I realized this when, years ago, Jess and I began working to decide what our first dance song might be at our wedding back in 2017. On one hand, you want to choose a unique song that holds a special place in your relationship, but on the other, it’s easy to remember back to other couples’ first dances you’ve seen and think that magic could be recreated, but with you two at the centre of it.
In the end, we danced to “Moonlight Mile” by The Rolling Stones; my suggestion and one I had been championing for quite some time. I danced with my mother to “Strangers” by The Kinks and Jess danced to “In My Life” by The Beatles with her father. There was a decidedly British theme to the music, I suppose.
But, as I went through my mind’s Rolodex, I found myself returning to songs other couples had danced to at weddings I’d attended.
There were three of them that just hit me in a profound way. “Love Letter” by Nick Cave, “Love” by Kendrick Lamar and “Purple Rain” by Prince all came by way of friends’ weddings. They were all unique enough, but they were special for those couples, not for us.
Funny enough, after our wedding I found that I wasn’t the only one who suffered from this experience. Two friends who were in the process of planning their wedding couldn’t shake “Moonlight Mile” out of their heads, wanting to replicate that experience, but for themselves. They eventually went another way, but it made me feel better knowing that I wasn’t the only one who felt that way.

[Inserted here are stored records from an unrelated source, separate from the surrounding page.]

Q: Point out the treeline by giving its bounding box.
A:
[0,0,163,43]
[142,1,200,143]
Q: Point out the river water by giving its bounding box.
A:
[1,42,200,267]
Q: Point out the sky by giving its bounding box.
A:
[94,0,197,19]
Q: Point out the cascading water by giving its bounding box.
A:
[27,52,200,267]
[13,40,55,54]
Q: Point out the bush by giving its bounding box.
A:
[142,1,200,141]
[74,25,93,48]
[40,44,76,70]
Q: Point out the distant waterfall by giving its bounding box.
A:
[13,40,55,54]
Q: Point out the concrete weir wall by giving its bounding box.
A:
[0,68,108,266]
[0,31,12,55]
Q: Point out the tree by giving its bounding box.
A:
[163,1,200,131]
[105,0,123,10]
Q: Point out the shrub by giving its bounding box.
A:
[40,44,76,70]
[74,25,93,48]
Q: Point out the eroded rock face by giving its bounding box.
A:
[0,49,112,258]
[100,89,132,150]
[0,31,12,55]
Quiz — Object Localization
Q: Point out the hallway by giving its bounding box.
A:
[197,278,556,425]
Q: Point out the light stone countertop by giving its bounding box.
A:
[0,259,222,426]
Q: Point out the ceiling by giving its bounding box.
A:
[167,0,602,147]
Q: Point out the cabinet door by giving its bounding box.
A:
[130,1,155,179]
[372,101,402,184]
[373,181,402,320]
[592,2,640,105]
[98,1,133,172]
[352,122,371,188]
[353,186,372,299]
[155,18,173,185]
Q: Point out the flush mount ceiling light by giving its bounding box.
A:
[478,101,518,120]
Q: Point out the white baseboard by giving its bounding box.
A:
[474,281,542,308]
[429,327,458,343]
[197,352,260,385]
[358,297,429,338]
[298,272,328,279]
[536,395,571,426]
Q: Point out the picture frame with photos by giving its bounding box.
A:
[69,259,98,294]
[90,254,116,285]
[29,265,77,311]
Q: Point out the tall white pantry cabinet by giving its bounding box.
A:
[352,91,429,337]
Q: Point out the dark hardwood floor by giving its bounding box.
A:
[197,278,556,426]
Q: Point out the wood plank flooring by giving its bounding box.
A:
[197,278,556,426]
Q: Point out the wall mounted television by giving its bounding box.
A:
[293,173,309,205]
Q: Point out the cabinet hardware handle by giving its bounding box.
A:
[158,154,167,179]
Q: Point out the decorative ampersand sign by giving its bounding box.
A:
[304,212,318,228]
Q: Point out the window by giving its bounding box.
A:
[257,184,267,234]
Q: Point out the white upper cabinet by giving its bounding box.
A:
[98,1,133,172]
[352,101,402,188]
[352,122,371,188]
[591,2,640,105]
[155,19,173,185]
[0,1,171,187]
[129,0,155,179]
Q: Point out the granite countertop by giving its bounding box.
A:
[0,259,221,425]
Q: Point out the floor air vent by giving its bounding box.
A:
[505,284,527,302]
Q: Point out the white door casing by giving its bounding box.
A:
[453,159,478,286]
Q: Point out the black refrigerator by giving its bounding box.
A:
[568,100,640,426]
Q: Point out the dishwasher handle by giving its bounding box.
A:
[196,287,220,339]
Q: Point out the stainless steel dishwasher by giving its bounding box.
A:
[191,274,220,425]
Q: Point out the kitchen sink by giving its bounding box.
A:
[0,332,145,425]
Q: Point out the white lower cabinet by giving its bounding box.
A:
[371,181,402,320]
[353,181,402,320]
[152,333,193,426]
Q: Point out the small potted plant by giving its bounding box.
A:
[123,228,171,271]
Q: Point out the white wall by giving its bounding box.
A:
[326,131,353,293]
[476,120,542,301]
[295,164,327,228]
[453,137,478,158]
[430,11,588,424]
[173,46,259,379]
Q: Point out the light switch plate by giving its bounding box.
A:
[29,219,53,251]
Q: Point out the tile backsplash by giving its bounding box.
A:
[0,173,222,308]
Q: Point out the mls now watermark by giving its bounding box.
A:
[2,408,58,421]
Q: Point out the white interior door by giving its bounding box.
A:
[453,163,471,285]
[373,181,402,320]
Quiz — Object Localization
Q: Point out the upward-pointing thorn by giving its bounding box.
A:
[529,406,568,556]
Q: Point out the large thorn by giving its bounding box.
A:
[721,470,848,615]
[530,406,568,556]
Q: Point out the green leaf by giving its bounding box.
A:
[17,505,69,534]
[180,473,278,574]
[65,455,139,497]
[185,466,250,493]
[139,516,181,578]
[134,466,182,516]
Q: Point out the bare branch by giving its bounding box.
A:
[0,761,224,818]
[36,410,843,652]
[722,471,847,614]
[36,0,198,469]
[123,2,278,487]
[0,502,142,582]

Choosing a song that will be the soundtrack for your first dance is a difficult decision for a couple to make. I remember a friend telling me a cute story about him and his wife, in their small Toronto apartment, trying out songs ahead of their wedding, actually dancing to them at home. You might think a song will be a good choice when you listen to it, he told me, but dancing to it can be entirely different.
The hope, of course, is that you have a song that is so special to you that the choice is obvious when the time comes to choose. No one wants to conduct the dreaded Google search for “wedding first dance songs” and then make a choice from that list, though I know several couples who have done just that.
Funny, Jess and I have already talked about this kind of stuff since Tallulah has been born. Of course, there are a few hurdles to clear before this time comes, but, as parents who didn’t find out our baby’s gender before she was born, with that came the knowledge of who would be tasked with the wedding dance when our child was born. Since then, my mind has been constantly thinking of songs and moments that have been special between me and Tallulah in this first year of her life. Who knows? She could just pick the song herself, choose not to get married, or any other number of options. For now, though, it’s nice to think about that future occasion and no one can take that away from me.
The moral of the story, I suppose, is to eschew anyone else’s experiences or “internet expertise” and lead from the heart when it comes to things like this. “The most personal is the most creative,” is a quote that has been attributed to famed film director Martin Scorsese. He’s talking about filmmaking there, but it’s really a sentiment that can be applied to just about everything, song selection included.